Text::TFIDF - Perl extension for computing the TF-IDF measure

SYNOPSIS

use Text::TFIDF;
my $Obj = new Text::TFIDF(file=>[file1,file2...]);
print $Obj->TFIDF($file,$word);

DESCRIPTION

The TF-IDF weight (ie, Frequency-Inverse Document Frequency) weight is used in information retrieval and text mining. It is a statistical measure used to see how important a word is in a document or collection of documents. This module is designed to only work on text documents at this time.

Currently, the module reads everything into memory. This should be altered in the future.

EXPORT

None by default.

new(file=>\@files)

Creates a new module. If the file argument is passed in, populates the module using those files.

TFIDF(file,word)

Computes the TF-IDF weight for the given document and word. If the file is not in the corpus used to populate the module, returns undef

TF(file,word)

Returns the frequency of the given word in the document.

IDF(word)

Returns the inverse document frequency of a word. That is, the ratio of the number of documents in the corpus divided by the number of documents containing the term and taking the logarithm of the result. Since the number of documents containing the term can be zero, we add one to the result to ensure a rational result.

process_files(@files)

Populates the document with the given list of files.

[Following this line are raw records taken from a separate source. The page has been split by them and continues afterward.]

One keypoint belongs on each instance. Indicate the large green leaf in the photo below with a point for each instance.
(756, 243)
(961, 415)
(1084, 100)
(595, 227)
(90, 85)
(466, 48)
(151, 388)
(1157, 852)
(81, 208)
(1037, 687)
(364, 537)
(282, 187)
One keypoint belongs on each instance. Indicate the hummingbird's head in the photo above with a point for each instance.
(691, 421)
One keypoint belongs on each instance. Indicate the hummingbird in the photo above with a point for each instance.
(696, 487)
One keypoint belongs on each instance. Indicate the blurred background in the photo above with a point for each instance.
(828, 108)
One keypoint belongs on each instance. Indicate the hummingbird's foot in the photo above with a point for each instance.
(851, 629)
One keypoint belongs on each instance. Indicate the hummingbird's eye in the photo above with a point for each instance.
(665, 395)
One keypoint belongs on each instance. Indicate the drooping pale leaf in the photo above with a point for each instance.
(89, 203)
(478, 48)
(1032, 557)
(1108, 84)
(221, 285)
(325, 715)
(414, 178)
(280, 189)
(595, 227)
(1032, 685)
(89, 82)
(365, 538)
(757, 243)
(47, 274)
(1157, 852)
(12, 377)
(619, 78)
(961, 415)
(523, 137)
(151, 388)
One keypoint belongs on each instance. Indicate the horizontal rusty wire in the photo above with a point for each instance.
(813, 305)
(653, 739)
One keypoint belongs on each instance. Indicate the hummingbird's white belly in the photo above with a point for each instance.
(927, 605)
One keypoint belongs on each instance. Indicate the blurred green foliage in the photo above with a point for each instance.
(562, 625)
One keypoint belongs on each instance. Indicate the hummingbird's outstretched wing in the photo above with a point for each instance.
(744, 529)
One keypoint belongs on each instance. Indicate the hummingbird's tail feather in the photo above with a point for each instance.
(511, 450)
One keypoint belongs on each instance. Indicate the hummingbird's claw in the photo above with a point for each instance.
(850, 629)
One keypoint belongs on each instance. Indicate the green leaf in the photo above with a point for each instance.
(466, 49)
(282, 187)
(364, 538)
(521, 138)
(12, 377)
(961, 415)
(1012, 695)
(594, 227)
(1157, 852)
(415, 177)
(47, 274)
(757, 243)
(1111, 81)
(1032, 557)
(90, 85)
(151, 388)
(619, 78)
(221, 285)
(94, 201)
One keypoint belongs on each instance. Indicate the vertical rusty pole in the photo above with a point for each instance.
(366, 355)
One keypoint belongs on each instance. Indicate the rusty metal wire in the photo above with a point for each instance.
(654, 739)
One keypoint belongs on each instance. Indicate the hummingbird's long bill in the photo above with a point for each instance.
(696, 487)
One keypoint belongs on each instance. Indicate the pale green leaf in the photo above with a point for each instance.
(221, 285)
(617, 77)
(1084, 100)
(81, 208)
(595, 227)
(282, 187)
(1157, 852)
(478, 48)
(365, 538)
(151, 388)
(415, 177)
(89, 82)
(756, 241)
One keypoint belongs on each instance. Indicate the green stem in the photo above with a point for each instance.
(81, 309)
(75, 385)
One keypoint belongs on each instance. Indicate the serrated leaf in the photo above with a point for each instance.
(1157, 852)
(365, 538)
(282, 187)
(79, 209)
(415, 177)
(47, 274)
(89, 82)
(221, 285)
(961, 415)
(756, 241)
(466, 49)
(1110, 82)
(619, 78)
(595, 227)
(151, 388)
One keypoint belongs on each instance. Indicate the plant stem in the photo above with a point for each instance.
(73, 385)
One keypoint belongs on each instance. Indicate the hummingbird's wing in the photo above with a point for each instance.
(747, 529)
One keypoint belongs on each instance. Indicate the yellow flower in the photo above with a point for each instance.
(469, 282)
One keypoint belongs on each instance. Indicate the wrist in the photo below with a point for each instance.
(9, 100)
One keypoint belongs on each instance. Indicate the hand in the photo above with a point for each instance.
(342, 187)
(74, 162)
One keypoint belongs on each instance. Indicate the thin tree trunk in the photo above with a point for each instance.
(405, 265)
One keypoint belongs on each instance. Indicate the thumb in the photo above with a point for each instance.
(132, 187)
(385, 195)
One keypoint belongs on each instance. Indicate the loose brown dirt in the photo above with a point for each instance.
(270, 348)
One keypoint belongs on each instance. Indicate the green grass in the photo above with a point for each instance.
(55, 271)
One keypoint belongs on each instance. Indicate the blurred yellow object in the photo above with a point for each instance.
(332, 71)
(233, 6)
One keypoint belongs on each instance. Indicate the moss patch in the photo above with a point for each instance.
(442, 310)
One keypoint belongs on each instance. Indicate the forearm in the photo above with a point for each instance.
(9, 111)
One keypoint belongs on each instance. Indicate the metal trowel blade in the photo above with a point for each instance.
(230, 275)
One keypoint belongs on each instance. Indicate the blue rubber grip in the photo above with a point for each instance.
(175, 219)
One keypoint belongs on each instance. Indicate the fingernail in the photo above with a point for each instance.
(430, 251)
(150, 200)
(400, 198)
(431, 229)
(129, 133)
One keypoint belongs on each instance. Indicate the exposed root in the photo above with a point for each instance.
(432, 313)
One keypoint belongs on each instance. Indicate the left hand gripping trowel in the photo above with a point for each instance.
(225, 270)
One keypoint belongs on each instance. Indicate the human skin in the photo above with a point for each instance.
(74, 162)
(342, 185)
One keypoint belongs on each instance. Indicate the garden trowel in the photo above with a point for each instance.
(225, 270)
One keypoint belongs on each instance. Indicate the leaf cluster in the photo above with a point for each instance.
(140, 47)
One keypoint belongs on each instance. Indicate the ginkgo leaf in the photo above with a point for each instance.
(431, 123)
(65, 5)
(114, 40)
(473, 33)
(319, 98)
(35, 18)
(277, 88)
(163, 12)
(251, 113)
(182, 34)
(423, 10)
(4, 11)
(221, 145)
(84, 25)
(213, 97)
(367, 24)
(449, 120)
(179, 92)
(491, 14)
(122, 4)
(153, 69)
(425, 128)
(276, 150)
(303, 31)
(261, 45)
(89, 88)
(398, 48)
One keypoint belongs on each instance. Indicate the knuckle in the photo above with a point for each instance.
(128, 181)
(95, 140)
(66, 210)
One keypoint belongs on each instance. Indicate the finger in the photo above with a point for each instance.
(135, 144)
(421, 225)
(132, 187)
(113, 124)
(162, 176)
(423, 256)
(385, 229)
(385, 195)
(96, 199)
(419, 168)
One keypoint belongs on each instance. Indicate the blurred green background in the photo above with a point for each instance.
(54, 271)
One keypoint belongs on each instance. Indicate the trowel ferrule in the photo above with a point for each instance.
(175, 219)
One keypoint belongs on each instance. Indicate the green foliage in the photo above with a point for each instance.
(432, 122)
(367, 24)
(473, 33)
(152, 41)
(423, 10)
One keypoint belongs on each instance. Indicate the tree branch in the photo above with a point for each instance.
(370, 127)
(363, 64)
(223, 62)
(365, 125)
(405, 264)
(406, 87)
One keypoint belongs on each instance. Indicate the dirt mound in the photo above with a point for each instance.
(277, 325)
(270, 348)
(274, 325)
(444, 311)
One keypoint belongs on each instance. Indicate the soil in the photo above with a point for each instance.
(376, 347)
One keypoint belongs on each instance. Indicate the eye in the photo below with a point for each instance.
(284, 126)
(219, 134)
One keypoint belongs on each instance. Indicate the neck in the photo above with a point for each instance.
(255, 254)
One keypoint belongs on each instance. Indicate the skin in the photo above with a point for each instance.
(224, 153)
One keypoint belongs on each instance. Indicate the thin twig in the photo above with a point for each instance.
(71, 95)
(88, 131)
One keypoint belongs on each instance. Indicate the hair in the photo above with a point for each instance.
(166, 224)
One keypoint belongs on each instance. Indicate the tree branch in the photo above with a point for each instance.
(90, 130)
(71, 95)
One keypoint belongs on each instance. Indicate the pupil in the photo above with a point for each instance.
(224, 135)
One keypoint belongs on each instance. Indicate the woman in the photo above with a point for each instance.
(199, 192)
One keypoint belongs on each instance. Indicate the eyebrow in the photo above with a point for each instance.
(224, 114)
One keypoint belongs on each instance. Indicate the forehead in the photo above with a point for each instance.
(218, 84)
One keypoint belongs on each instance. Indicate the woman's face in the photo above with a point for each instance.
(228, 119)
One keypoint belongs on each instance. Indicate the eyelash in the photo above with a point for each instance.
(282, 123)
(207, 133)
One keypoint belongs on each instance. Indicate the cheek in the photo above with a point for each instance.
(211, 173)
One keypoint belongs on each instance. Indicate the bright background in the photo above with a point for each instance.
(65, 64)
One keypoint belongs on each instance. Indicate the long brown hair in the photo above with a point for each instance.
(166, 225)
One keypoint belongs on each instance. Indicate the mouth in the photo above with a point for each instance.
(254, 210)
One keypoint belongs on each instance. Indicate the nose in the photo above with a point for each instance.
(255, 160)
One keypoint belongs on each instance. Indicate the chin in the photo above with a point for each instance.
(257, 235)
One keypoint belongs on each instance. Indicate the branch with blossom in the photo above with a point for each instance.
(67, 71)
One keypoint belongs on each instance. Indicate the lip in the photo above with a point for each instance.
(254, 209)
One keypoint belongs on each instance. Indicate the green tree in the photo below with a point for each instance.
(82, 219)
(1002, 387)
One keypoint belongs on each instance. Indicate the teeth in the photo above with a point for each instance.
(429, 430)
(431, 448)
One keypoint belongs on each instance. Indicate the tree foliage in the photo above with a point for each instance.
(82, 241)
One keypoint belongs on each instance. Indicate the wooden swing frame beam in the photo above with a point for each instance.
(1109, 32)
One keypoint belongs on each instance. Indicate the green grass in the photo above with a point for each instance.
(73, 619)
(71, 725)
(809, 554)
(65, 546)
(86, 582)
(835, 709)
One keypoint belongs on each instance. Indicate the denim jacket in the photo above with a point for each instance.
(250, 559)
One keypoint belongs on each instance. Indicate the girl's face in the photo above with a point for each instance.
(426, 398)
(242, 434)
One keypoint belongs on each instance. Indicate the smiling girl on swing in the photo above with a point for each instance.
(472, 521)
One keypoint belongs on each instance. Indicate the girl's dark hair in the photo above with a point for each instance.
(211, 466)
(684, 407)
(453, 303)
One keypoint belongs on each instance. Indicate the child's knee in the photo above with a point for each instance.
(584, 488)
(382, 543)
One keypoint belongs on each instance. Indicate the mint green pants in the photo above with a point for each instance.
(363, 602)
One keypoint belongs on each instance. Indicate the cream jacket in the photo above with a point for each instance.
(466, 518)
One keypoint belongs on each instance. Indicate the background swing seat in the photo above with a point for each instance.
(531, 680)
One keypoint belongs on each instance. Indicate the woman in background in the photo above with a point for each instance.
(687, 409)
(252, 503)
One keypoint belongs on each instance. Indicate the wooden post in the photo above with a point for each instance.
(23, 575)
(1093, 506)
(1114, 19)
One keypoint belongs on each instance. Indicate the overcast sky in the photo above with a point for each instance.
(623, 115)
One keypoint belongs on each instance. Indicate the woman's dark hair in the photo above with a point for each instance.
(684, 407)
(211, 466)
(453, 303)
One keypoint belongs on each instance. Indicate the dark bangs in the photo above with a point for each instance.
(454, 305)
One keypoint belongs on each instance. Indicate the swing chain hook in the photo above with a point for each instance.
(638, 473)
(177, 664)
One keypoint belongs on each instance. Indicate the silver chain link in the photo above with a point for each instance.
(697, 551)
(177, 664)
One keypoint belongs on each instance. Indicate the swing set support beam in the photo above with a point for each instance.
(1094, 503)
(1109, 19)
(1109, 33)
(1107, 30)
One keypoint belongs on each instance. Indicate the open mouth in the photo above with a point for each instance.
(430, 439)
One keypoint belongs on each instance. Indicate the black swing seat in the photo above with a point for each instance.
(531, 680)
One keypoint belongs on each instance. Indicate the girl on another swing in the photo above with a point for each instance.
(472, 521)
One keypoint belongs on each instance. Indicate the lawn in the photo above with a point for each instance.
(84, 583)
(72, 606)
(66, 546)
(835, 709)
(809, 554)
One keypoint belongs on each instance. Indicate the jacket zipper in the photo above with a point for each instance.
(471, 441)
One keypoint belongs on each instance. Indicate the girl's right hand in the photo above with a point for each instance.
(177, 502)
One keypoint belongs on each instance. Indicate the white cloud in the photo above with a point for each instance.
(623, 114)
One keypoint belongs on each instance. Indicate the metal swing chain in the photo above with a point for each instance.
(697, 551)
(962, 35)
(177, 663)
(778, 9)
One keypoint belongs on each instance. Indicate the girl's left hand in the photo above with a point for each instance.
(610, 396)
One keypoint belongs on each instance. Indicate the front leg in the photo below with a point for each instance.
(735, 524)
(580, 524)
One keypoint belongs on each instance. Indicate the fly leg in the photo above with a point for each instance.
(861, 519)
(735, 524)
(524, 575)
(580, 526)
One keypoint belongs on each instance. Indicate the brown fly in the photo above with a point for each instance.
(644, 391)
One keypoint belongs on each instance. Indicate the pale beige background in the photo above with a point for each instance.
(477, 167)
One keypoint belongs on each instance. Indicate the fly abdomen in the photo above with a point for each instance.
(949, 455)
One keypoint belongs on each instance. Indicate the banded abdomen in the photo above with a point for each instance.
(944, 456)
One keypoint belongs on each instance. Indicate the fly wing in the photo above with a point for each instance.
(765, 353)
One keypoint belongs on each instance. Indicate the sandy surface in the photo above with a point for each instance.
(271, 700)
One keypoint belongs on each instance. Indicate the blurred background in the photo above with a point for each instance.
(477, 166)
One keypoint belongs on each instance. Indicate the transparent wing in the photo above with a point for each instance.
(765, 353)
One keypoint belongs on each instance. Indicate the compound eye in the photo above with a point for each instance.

This does not replace data currently in the document, rather, it adds to the list.

SEE ALSO

See http://en.wikipedia.org/wiki/Tf-idf for more information.

AUTHOR

Leigh Metcalf, <leigh@fprime.net<gt>

COPYRIGHT AND LICENSE

Copyright (C) 2011 by Leigh Metcalf

This library is free software; you can redistribute it and/or modify it under the same terms as Perl itself, either Perl version 5.12.3 or, at your option, any later version of Perl 5 you may have available.